Liu Wei stands among his work Love It, Bite It in his solo show Color in Beijing, where the exhibition rooms are filled with large installations. Photo provided to China Daily

Liu also displays a new addition to his iconic Love It, Bite It series. He was inspired to create the works after seeing his dog chewing an ox hide toy. In the new work, he seeks to explore the connection between animals' desire for food and man's lust for power.

In 2006, Liu created his first Love It, Bite It installations. With the same ox hide material for making chewing toys, he re-created world-famous venues, such as the Pentagon and Tate Modern museum, touching upon the issues of prestige and interest.

In the latest piece now displayed in the UCCA lobby, Liu has employed the forms and elements of religious architecture. The work looks like he has disassembled a religious building into several components and restructured them in a different order.

"I don't think art is some sort of knowledge.
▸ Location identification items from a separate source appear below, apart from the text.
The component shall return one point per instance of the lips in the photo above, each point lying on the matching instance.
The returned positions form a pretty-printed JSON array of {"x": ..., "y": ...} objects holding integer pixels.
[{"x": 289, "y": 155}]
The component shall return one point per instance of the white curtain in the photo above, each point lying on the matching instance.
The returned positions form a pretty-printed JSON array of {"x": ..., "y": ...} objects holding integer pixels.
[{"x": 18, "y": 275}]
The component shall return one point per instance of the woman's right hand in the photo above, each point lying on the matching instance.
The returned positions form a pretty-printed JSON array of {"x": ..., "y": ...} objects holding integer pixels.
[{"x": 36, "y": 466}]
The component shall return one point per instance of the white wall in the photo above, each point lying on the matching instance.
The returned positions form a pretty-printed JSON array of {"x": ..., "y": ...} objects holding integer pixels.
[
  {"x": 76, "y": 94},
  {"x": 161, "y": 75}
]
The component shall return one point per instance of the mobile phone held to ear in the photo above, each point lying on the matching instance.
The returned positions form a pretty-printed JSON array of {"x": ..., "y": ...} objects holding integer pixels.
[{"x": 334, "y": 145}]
It isn't produced to lecture people," he says. "I wish to remove from my works, any traces of existing knowledge and then restore their most elemental status."

Gao Shiming, a professor with the Hangzhou-based China Academy of Art, where Liu studied, says the exhibits speak to Liu's observations of the community surrounding his studio.

"It is like a divide between the city and the countryside. Local residents do not live an industrial life, or a globalized one. They make almost everything themselves, like an artist does his work. Liu collected their daily waste to produce his works.

"He used the magic of art to piece these objects back together, in a new order he reconstructed."

Recognized as a success story among the post-1970 generation of Chinese artists, Liu has been commended for his breakthroughs despite the shadows of "cynical realism" and "political pop" from the previous generations on many of his peers.

"Liu and other contemporary artists have found quite a big possibility of expression for Chinese art. They have opened a door. To what, people are not yet quite sure. But it's only a start," says Pi Li, senior curator at Hong Kong's M+ contemporary art museum.